Subtropical or tropical plants will definitely need protection, as they're invariably frost-sensitive.

There are a few strategies that can be used to help protect vulnerable plants from frost damage:

  • Move potted plants to a more protected area such as a deck or patio, or up against a wall.
  • Protect small seedlings on frosty nights by creating cloches out of plastic soft drink bottles that have been cut in half.
  • Cover sensitive plants with frost or shade cloth. You can construct a temporary cloth cloche with a frame to hold the cloth up, to make a protective tent over your plants. Make sure that the cloth reaches to the ground around all the edges. Bricks or pavers are a handy way to weigh down the edges of the cloth on the ground. Make sure the cloth isn't directly touching your plants, there needs to be space between them.
  • A popular method to construct a cloche frame is to hammer two 40cm lengths of steel rebar into the ground to make pegs, then push each end of a length of 15mm alkathene pipe onto each steel peg, to form a 'hoop'. Make a line of hoops to drape the frost cloth over, long enough to cover a row of vegies. Bunch the cloth into a knot at each end and pin them down to the ground.
  • A very simple alternative is to hammer in a Y post (AKA waratah standard) at each end of your vegie row, stretch a length of wire between them and just drape the frost cloth over the central wire to make a simple tent. Make sure the ends are closed in (you can knot them together loosely) and reach right down to the ground.

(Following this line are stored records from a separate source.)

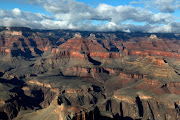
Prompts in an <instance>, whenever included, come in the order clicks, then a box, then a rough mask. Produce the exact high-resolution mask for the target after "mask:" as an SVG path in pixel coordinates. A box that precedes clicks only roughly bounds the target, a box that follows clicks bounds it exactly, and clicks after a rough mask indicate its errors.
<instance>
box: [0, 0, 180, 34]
mask: <svg viewBox="0 0 180 120" xmlns="http://www.w3.org/2000/svg"><path fill="white" fill-rule="evenodd" d="M167 1H171V2H172V1H173V0H167ZM30 2H31V4H35V5H38V6H42V7H43V8H44V9H45V10H46V11H48V12H50V13H51V15H50V16H48V15H45V14H42V13H31V12H24V11H21V10H20V9H18V8H15V9H13V10H1V9H0V26H24V27H30V28H38V29H80V30H90V31H92V30H93V31H116V30H122V31H125V32H135V31H142V32H176V31H177V30H179V28H177V27H179V24H180V23H178V22H173V20H174V16H173V15H172V14H170V13H161V12H159V13H154V12H152V11H150V10H147V9H145V8H136V7H133V6H130V5H124V6H123V5H120V6H116V7H114V6H111V5H107V4H99V5H98V6H97V7H96V8H93V7H91V6H89V5H87V4H85V3H82V2H77V1H75V0H31V1H30ZM156 2H157V6H158V3H160V2H161V3H162V1H161V0H156ZM166 3H167V2H165V3H163V4H166ZM94 20H95V21H107V23H106V24H105V23H104V24H102V25H94V24H93V23H92V21H94ZM128 20H130V21H132V23H129V24H122V23H123V22H125V21H128ZM85 21H86V22H85ZM133 21H134V22H139V23H141V22H142V23H145V25H134V24H133Z"/></svg>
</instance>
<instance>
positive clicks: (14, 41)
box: [0, 27, 180, 120]
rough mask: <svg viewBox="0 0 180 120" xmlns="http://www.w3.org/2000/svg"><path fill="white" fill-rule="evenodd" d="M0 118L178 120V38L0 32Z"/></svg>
mask: <svg viewBox="0 0 180 120" xmlns="http://www.w3.org/2000/svg"><path fill="white" fill-rule="evenodd" d="M0 119H1V120H11V119H14V120H45V119H46V120H51V119H53V120H176V119H180V34H174V33H126V32H120V31H119V32H93V31H92V32H90V31H75V30H74V31H73V30H61V29H59V30H31V29H30V28H26V27H0Z"/></svg>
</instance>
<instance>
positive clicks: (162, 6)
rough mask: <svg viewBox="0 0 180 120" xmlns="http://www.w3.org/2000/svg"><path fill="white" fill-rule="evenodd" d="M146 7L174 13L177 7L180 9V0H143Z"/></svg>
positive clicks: (177, 8) (165, 11)
mask: <svg viewBox="0 0 180 120" xmlns="http://www.w3.org/2000/svg"><path fill="white" fill-rule="evenodd" d="M141 3H144V4H145V5H146V7H148V8H151V9H156V10H160V11H161V12H163V13H173V12H175V10H176V9H180V7H179V6H180V1H179V0H144V1H142V0H141Z"/></svg>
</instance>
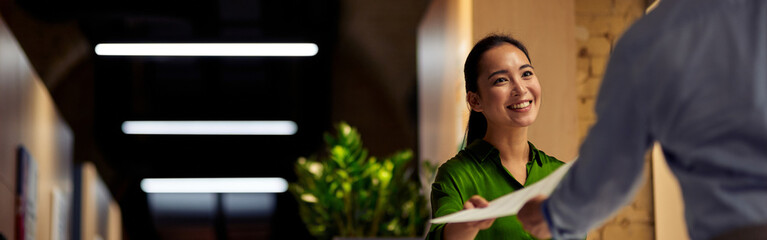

  • To protect young citrus or avocado trees, hammer in four Y posts around the tree, one on each corner. Stretch wire around the top corners of the posts. Drape frost cloth over the frame, covering the entire top and reaching right down to the ground.
  • Late frosts can be very destructive to crop yields of spring flowering fruit trees, which benefit from having frost cloth draped over the entire tree for the night.
  • Keep garden soil moist, as moist soil is better able to absorb and store heat during the day. Dry soil can exacerbate frost damage.
  • Don’t prune off any frost-damaged foliage until the risk of frost has passed, as it can encourage vulnerable shoots of new growth. Also, the damaged foliage can help protect healthy growth underneath.
  • Indoor plants should also be protected from the cold. Move indoor plants away from bare windows (they can radiate cold on frosty nights) and chilly draughts coming in under doorways. Many plants that we grow indoors have originated from tropical climates and definitely won’t appreciate being exposed to low temperatures!